Grimsby finally lowered the tranq gun and placed it back in its case. “I’m sorry...it’s just that..it’s been quite the day.”
“For all of us Len. Don’t forget that- Come on we’ve need to move. Everyone down to the lake.”
Sheppard stayed behind to douse the flames of the fire while the others worked slowly through the trees along a thin path to the water side. When Sheppard joined them he found Buck sitting in the middle of the canoe holding onto both sides as Grimsby, Rabbit and Amber tried to push the canoe. If it weren’t for the seriousness of their situation Sheppard might have laughed at the sight. Instead he ran to help the others push.

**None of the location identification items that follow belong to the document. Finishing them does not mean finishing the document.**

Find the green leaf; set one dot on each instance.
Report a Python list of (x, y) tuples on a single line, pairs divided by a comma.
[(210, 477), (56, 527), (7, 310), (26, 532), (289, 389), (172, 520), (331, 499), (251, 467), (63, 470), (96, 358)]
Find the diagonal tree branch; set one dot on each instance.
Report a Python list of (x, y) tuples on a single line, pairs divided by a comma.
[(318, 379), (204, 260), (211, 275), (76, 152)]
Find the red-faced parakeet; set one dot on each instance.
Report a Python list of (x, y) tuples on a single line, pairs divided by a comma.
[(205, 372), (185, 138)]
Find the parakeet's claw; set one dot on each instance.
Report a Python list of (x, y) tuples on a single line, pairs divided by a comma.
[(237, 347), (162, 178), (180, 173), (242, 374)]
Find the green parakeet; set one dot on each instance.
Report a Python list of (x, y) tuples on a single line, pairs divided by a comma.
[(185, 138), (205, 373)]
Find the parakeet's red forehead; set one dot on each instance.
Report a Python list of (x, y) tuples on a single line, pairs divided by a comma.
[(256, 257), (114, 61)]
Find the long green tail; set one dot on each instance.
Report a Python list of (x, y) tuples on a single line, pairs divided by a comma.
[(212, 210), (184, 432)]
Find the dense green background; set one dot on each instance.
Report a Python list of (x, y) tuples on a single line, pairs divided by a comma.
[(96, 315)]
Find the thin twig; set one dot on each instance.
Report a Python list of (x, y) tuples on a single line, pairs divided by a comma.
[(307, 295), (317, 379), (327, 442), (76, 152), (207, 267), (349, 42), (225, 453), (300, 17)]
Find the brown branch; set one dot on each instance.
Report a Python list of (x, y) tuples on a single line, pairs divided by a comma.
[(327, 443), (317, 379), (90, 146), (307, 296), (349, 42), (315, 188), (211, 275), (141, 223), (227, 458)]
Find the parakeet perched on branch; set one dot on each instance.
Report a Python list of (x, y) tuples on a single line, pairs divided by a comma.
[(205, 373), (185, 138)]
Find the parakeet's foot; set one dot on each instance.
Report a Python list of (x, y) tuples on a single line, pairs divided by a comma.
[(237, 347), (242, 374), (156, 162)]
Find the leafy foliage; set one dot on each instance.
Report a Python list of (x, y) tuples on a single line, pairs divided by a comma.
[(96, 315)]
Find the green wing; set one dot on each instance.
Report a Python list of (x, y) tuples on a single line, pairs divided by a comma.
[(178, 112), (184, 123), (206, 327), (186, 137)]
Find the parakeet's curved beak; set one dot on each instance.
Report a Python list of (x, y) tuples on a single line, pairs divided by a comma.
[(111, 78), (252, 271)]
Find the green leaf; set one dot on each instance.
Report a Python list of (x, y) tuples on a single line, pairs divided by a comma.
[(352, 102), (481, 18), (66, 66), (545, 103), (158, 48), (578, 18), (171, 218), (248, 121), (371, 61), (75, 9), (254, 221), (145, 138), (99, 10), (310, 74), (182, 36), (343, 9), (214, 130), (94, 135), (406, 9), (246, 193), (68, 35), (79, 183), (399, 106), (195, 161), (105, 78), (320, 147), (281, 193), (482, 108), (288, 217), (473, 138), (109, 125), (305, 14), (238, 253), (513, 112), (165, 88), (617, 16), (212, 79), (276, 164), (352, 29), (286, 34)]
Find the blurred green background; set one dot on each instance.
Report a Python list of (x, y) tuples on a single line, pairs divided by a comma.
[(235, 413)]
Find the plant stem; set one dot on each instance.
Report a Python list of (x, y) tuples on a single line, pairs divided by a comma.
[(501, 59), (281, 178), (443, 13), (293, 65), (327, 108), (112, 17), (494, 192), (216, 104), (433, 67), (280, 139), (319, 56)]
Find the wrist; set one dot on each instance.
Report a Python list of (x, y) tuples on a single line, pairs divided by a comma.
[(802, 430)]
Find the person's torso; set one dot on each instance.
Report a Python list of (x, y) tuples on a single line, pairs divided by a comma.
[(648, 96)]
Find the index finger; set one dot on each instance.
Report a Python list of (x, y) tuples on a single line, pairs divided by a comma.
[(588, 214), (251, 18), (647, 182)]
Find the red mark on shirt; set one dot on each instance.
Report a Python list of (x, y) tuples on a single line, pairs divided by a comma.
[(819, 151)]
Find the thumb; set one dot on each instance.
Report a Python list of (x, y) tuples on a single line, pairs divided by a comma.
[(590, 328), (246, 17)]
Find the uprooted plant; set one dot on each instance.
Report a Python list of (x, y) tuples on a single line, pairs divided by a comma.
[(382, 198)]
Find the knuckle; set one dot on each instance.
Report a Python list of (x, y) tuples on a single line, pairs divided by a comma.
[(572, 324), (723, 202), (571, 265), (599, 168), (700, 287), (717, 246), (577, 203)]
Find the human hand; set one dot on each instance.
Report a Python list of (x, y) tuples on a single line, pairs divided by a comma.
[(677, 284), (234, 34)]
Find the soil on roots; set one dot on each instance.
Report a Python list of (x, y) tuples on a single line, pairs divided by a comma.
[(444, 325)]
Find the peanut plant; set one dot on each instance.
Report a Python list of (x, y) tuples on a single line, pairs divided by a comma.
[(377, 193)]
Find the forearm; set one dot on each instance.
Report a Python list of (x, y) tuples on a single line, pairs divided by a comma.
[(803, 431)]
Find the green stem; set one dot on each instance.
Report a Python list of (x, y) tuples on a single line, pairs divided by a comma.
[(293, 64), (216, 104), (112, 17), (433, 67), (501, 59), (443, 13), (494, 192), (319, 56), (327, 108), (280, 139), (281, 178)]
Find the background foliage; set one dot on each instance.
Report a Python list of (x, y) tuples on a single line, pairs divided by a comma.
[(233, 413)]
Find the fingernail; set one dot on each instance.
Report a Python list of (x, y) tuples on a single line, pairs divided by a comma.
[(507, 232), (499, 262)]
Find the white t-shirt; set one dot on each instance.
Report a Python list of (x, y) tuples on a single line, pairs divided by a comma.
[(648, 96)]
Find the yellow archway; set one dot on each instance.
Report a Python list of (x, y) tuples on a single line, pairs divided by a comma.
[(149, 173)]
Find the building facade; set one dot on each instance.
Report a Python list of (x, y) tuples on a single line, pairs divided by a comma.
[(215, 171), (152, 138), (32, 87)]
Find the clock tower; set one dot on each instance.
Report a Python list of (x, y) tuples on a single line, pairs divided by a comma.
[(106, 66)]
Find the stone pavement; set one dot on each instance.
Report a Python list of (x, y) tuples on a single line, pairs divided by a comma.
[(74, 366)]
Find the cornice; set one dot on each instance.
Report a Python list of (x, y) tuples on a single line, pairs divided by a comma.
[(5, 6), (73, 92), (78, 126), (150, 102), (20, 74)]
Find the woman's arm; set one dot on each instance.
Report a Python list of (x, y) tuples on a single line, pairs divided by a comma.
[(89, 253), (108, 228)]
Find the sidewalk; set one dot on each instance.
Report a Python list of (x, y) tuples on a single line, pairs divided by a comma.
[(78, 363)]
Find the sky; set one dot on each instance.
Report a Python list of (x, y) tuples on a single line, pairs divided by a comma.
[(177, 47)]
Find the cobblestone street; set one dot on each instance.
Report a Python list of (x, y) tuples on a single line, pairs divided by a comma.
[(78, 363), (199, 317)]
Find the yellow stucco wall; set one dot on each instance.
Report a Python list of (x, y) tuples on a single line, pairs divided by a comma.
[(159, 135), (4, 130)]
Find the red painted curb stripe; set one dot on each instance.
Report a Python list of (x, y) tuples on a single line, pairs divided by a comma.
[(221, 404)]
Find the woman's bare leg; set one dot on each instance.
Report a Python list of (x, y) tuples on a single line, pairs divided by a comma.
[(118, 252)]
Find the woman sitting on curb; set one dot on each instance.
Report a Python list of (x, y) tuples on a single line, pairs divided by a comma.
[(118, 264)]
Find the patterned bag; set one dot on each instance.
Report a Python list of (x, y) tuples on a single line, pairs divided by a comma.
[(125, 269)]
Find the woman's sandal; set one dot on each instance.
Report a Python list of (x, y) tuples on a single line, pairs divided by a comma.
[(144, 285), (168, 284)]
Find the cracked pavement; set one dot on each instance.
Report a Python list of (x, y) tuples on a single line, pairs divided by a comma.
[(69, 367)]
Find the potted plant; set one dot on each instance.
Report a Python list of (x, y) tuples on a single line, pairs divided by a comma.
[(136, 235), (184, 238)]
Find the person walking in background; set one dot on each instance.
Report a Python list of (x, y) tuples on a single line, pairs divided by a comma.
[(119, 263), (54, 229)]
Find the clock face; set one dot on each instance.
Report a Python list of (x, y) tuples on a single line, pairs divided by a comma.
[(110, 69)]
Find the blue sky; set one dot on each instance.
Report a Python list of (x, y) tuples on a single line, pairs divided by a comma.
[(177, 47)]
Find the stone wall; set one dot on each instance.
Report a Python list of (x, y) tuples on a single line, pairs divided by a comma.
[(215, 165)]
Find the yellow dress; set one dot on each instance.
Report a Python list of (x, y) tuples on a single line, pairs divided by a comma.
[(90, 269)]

“Malcolm you’re going to have to get out.”
“I’m fine right here where I am!”
“You’re too heavy. We can’t get the canoe from dragging on the bottom.”
Grudgingly, Buck climbed out with the skill of a clumsy waiter, back into the water. He helped get Amber and Rabbit into the canoe then, with great effort joined them in the middle while almost capsizing the vessel. Grimsby vaulted himself into the front and Sheppard the rear taking up the paddles and beginning to dig into the water. Together they moved silently and swiftly across the lake which had calmed down to a shimmering sheet of glass with the onset of darkness.
It was a good forty-five minutes before they could see the charcoal outline of the opposite shore. At that time the canoe began to waiver gliding hard right and then left.
Grimsby mumbled. “Sheppard, what are you doing back there? You’re not helping. What, did you suddenly forget how to paddle?”
Sheppard pulled his oar from the water and placed it across his knees and bowed his head with a sigh, while the others turned to look at him. “Sorry. I’m just tired. Malcolm would you mind taking it from here?” He handed the oar up to Buck, who despite his fear, took it and managed to get the rhythm going again with Grimsby.
Rabbit turned and looked at Sheppard with grave concern. “You’re sick aren’t you?”
“I’m tired Rabbit. That’s all.”
The boy cocked his head to the side and peered at Sheppard with a piercing gaze. A single tear rolled down his cheek. “You don’t have much time. It will happen tomorrow. I see the aura growing around you.”
Thunder rumbled in the distance as the rain was set to move in for another drenching. Behind them on the western shore, several searchlights ripped through the darkness scouring the forest from above. Grant and his people were back. They were being hunted once more.